The following proposals build on the analytical and empirical foundation presented in this report. They are intended as knowledge‑based options that can support national policy development within existing legal and institutional frameworks.

Areas that may be considered for joint Nordic follow-up

1. Strengthen children’s voices in politics and services

The findings presented in Chapter 4 offer insights into how children’s experiences of living in a low-income household can influence their participation, sense of belonging, and ability to influence their everyday lives. In line with the Nordic vision 2030, which emphasises inclusion, participation, and social sustainability across the Nordic region, it may be beneficial for the countries to consider developing shared, practical approaches to embedding children’s voices in the design, delivery, and evaluation of relevant policies and services. The aim would be to support participation methods that are age-appropriate, accessible, and sensitive to the needs of vulnerable groups, thereby strengthening opportunities for children across the region.
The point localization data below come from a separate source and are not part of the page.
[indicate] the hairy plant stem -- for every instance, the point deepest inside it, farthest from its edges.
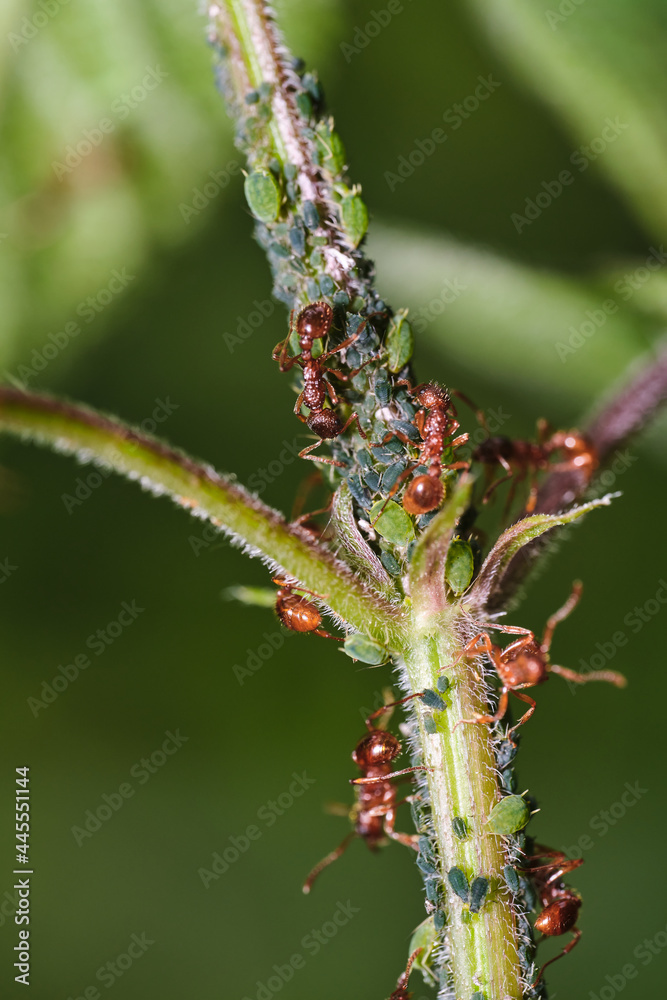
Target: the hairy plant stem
(92, 437)
(483, 946)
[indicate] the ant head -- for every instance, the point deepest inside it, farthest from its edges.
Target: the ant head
(430, 394)
(560, 916)
(379, 747)
(314, 321)
(325, 423)
(424, 493)
(527, 668)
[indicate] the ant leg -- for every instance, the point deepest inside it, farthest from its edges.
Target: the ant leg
(524, 718)
(305, 453)
(558, 616)
(328, 860)
(568, 948)
(391, 704)
(394, 774)
(327, 635)
(610, 676)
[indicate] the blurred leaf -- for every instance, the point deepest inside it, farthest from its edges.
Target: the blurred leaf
(592, 61)
(510, 321)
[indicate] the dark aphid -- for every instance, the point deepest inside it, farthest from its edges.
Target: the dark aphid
(459, 883)
(478, 890)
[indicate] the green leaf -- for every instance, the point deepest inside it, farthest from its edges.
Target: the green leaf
(601, 67)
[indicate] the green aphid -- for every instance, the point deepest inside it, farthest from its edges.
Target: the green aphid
(263, 195)
(393, 523)
(400, 342)
(459, 566)
(509, 815)
(360, 647)
(425, 936)
(354, 216)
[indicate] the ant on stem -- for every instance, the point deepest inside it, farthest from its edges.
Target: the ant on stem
(374, 812)
(518, 458)
(426, 491)
(313, 323)
(298, 613)
(525, 663)
(401, 991)
(560, 903)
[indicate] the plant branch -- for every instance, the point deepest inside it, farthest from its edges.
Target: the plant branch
(92, 437)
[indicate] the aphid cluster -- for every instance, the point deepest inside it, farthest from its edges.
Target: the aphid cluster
(410, 439)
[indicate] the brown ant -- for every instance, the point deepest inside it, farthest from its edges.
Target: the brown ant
(374, 812)
(518, 458)
(401, 991)
(313, 323)
(426, 491)
(560, 903)
(298, 613)
(525, 663)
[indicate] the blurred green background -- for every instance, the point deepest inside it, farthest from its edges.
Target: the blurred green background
(495, 303)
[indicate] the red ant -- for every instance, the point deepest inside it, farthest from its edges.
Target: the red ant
(298, 613)
(374, 812)
(426, 492)
(525, 663)
(517, 458)
(401, 991)
(313, 323)
(560, 903)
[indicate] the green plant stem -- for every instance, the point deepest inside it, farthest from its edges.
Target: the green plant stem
(463, 783)
(92, 437)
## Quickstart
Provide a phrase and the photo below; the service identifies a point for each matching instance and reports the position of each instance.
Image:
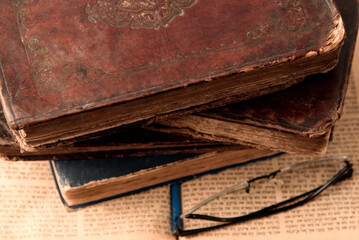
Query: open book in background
(297, 120)
(70, 69)
(30, 207)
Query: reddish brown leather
(55, 60)
(310, 108)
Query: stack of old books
(126, 95)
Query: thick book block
(299, 119)
(72, 68)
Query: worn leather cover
(310, 108)
(64, 57)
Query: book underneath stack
(126, 95)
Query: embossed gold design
(294, 20)
(137, 13)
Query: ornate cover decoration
(137, 14)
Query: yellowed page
(30, 208)
(333, 215)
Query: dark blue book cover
(88, 181)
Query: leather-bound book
(88, 181)
(299, 119)
(134, 142)
(73, 68)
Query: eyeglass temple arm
(276, 208)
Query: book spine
(14, 65)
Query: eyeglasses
(330, 171)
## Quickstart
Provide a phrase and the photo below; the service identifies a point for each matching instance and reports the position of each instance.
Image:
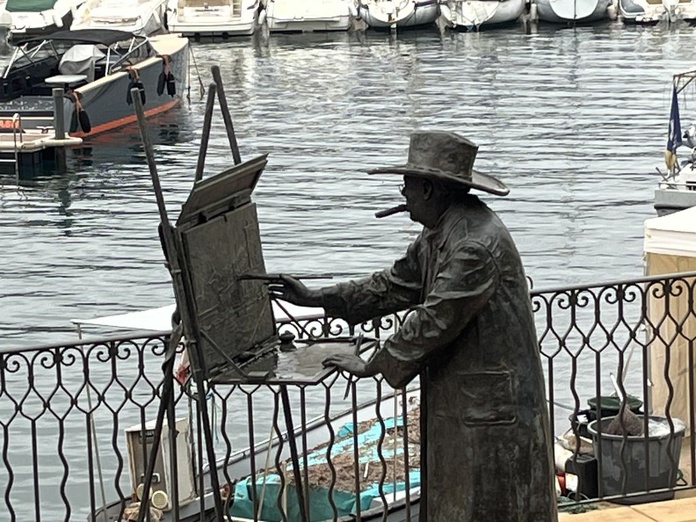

2. Establish common Nordic indicators for comparability

Building on the existing Nordic Statistics Database (e.g., on the modules of Children & young people and Social integration & income), it could be beneficial for the Nordic countries to establish a common indicator framework using comparable, Eurostat-based indicators such as AROP 60/50 (reported before and after social transfers), household work intensity, parental education, and material and social deprivation, disaggregated by household type and region, to support comparable analysis across countries. Where legally and technically feasible, the countries could develop supplementary harmonised indicators and explore register-based solutions to improve precision over time and address gaps not yet covered by the current dashboards.

3. Develop common guidelines for inclusive, universal services

Shared guidance should be developed on quality-focused ECEC, whole-school approaches, low-threshold leisure participation, and area-based collaboration, paying explicit attention to implementation quality (leadership, workforce competence, and relational continuity). These options reflect the evidence and practical insights reviewed in Chapters 1–3 and the perspectives of children and young people in Chapter 4.

4. Test and scale targeted universalism through pilot projects

Prior to wider implementation, conduct time-bound pilots that vary the intensity of universal programmes according to need. These pilots should include logic models, fidelity checks, suitable comparators/counterfactuals, a minimum duration, and an independent evaluation with harmonised indicators.

5. Introduce rapid measures against economic shocks for families with children

Shock-responsive mechanisms. Consider measures that can provide households with children with rapid protection against sudden cost-of-living increases, alongside long-term investment in infrastructure for mobility and inclusion, such as ECEC quality, educational transitions, accessible leisure, and relational support teams.

6. Shared Nordic evidence to support national priorities

The proposed options are grounded in the report’s analytical foundation, which includes comparative indicators, research reviews, documented Nordic practices, and children’s own perspectives. They are presented as knowledge-based policy options to support the development of national measures aligned with each country’s priorities and legal frameworks. The proposals also reflect the Nordic ambition for social sustainability under Vision 2030, where cooperation adds value through comparable data, shared learning, and coordinated Nordic strategies.